Code to load packages used

# load required packages
library(knitr) # for creating the R Markdown document
library(tidyverse) # for data manipulation and visualization
library(MatchIt) # for matching analysis
library(lmtest) # for modifying regression standard errors
library(sandwich) # for robust and cluster robust standard errors
library(DT) # for displaying the data as tables
library(mediocrethemes) # vincent's custom ggplot2 theme
library(tictoc) # for measuring running time
library(beepr) # for making a sound when the code is done
library(here) # for paths management

# set ggplot theme
set_mediocre_all(pal = "coty")

Summary and intuition

In the case of matching, the unconfoundedness / exaggeration trade-off is mediated by the

‘strength’ of the instrument considered. When the instrument only explains a limited portion of the variation in the explanatory variable, the IV can still be successful in avoiding confounders but power can low, potentially leading to exaggeration issues to arise.

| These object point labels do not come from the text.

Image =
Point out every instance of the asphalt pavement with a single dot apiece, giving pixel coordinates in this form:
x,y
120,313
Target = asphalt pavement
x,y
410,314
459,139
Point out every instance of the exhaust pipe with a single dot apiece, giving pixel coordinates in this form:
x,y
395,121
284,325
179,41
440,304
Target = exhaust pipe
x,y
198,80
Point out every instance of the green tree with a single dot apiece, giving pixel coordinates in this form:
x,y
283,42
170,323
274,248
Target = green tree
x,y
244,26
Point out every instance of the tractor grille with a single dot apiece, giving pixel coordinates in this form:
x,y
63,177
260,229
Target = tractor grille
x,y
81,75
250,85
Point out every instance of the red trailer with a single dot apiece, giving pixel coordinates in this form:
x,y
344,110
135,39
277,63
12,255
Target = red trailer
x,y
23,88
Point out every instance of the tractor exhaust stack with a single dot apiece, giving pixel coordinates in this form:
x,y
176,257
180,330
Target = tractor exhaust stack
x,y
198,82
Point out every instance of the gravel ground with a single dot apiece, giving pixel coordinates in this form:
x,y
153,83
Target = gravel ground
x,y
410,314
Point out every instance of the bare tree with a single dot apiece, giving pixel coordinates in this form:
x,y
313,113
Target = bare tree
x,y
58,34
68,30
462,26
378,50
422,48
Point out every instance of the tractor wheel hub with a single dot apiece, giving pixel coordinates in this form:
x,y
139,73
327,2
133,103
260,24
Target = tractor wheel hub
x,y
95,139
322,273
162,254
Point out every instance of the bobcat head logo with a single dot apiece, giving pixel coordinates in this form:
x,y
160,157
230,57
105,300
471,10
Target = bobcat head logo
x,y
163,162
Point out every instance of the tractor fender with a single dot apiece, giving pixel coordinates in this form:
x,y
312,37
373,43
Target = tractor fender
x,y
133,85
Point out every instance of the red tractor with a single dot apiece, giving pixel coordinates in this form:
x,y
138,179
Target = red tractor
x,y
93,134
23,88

In this document, I show through simulations how matching procedures targeting the common support of the data could be under-powered and lead to inflated statistically significant estimates. We illustrate this issue with fake-data similar to those from non-randomized labor training programs. In this case, treated individuals self-select themselves to get the treatment and may therefore have different characteristics from individuals who do not enroll in the program. To estimate the causal effect of the treatment on treated, researchers can rely on matching, which is a pre-processing technique to approximate an hypothetical randomized experiment. The method has three main advantages:

Contrary to outcome regression approach, it does not directly model the relationship between the treatment of interest and the outcome
It adjusts non-parametrically for observed confounders
By pruning control units not similar to treated units, matching help reveal the common support of the data upon which researchers can more confidently draw their inference. Statistical models used to analyze the resulting data will suffer less from extrapolation bias.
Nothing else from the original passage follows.